Believe in yourself and don't give up. Imagine the cover of your book and don't listen to the people who say you only have a one in a million chance of getting published. And, stick to your writing schedule, whatever that may be, especially on the days when you don't want to write. Get the first draft of your book down on paper and then revise, otherwise you may never get beyond the first chapter.

8. What can readers expect from you in the future?

My second novel is also a romance with a lot of humor but has several main characters, instead of one, and a serious theme running through it about not letting fear stop you from following your heart. And yes, there is some salsa dancing in it although not as much as Salsa Goddess. Also, I just took a wine immersion course in Napa Valley and am thinking of a mystery novel set in the wine world.

9. Who are some of the authors that inspired you when writing Salsa Goddess?

Definitely Jennifer Weiner and Helen Fielding.

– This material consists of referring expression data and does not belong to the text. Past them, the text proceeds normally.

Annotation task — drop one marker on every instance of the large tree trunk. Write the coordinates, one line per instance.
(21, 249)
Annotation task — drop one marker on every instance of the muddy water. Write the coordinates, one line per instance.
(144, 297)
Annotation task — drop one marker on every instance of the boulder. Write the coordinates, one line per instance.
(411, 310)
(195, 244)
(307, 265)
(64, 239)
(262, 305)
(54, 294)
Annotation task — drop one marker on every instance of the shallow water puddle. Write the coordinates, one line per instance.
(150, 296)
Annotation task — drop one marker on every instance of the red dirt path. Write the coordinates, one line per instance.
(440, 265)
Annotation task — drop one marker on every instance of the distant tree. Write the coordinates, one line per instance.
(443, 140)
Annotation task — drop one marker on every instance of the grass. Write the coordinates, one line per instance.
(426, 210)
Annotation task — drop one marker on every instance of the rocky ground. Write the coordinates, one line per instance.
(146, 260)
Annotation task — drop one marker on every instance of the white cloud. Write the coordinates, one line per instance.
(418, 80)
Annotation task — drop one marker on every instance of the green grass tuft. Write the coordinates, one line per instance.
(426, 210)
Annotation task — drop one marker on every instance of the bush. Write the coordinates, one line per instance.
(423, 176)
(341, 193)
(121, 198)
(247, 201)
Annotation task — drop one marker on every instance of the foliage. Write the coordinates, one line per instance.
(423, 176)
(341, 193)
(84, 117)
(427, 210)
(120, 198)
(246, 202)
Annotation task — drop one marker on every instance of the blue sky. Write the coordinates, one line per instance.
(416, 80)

I especially loved Helen Fielding's spoof on the spy world, Olivia Joules and The Overactive Imagination.

10. In Salsa Goddess, Samantha's relationship with Javier is attacked by her mother and boss because they both view the young roofer-by-day/salsa-stud by night is not worthy of anything beyond a fling. Samantha herself thinks this at times. Do you think society conditions us, even in this day and age, to choose partners within our own social/financial spheres? Do you think this is universal, or something that could change?

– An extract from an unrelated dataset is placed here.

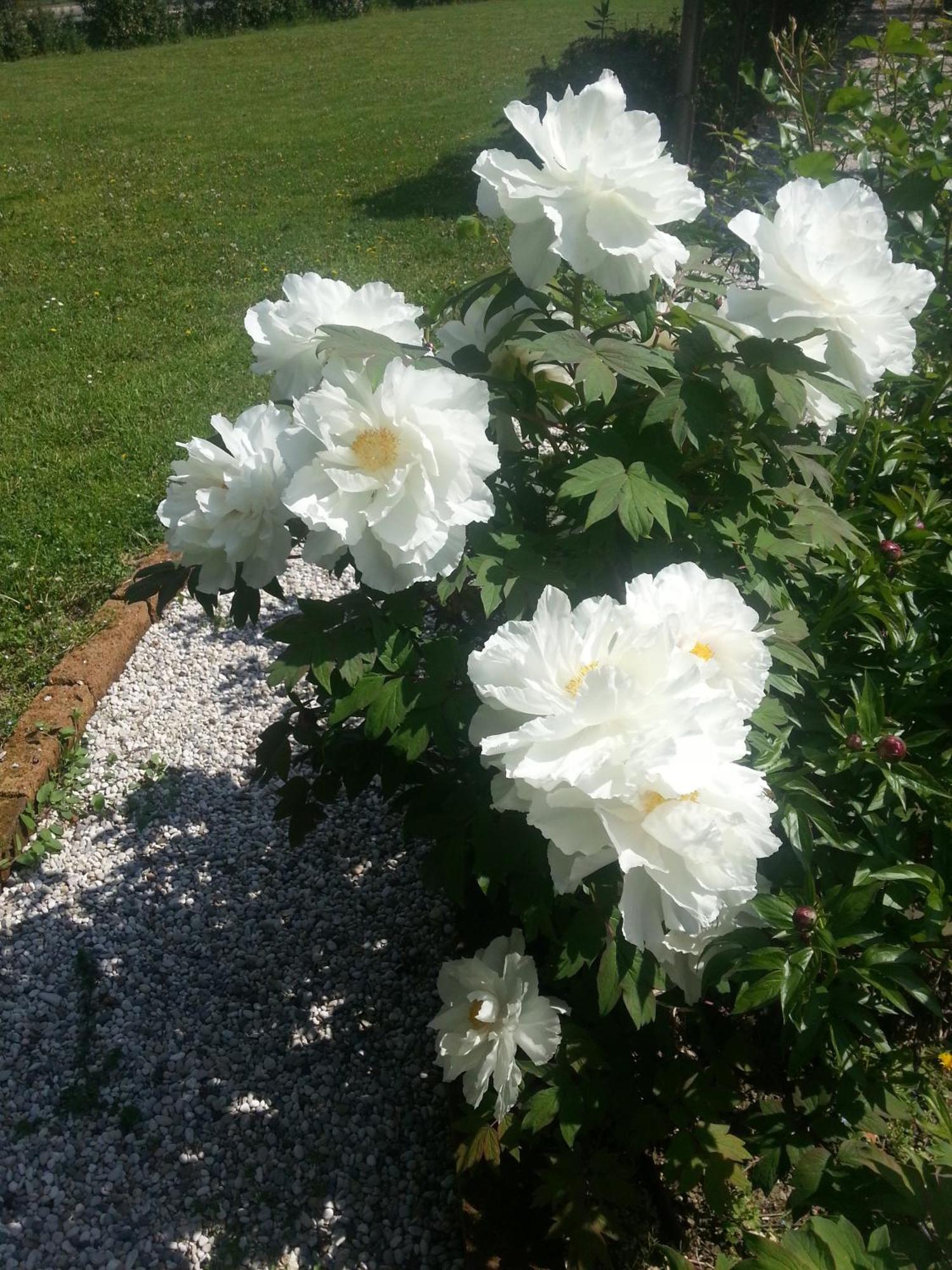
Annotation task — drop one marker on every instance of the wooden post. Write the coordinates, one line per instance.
(692, 25)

I think this kind of social/economic snobbery exists in certain parts of the country. Luckily, in my own family, this couldn't be further than the truth. As for whether this needs to change, I believe that anytime someone limits who they will socialize with or have a romantic relationship with, they are only hurting themselves. There are a lot of very interesting, wonderful people out there who don't have blue blood or a trust fund.

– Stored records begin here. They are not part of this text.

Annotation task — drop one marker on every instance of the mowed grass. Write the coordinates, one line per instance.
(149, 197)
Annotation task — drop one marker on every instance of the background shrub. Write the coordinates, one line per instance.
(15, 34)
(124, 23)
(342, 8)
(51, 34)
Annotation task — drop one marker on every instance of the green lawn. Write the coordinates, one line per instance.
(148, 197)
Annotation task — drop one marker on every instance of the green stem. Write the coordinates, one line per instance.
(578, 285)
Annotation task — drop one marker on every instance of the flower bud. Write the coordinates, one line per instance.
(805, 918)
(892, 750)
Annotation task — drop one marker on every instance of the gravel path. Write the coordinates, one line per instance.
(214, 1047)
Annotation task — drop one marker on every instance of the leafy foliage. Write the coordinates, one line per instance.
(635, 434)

12. How did your love of Latin dancing come about?

Right after I quit the District Attorney's office, a friend invited me to go Swing dancing. I was shocked to find 100 people there, about half men, half women, on a Tuesday night in Milwaukee. I started going every Tuesday until a few weeks later someone told me they were also taking Salsa lessons. I started salsa, instantly fell in love with it and gave up Swing dancing after a couple months.

13. Okay - you knew there would be a desert island question somewhere. Here it is: if you had to be stuck on a desert island with a laptop (one that magically never runs out of power), an iPod loaded with Latin music, or a younger, unmarried Antonio Banderas, which would you choose?

Antonio Banderas, por supuesto! A laptop could get very lonely and we could always hum our tunes as we salsa and tango on the beach under the moonlight and tell each other stories (okay, yes, a little unrealistic and sappy but what did you expect from a romance writer.)

JoAnn has very graciously donated TWO autographed copies of Adventures of a Salsa Goddess to be given away today. And the first set of surprise prizes going to the lucky winner of the draw is... authentic Cuban art!!! I'm giving away the painting of the Plaza de la Catedral as well the set of two mini prints. Both of these were purchased from the Calle Tacon market in Old Havana.

Now, to win one of today's two giveaways, you must correctly answer the following question (if you're stumped, you can find the answer by surfing this very educational - and sometimes surprising -
site):

Which of the following actresses is NOT of Arab descent?

a. Shannon Elizabeth
b. Selma Hayek
c. Demi Moore
d. Marisa Tomei


I will be drawing two names amongst those who guess correctly and send me their answers via the In Touch page on my website. You have until the next time I sit at my computer to compose the next post, say 8 am Tuesday morning Cayman Islands (i.e. central) time. Good luck!

4 comments:

Lauren Baratz-Logsted said...

Nadine, congratulations on the new website and forthcoming book!

Nadine said...

Thanks Lauren ; )

Dona Sarkar-Mishra said...

I love your website...and the pictures of you are so glamourous!!!

Dude, where's the excerpt!!!!

Maureen McGowan said...

Congrats on your website launch Nadine! I LOVE it.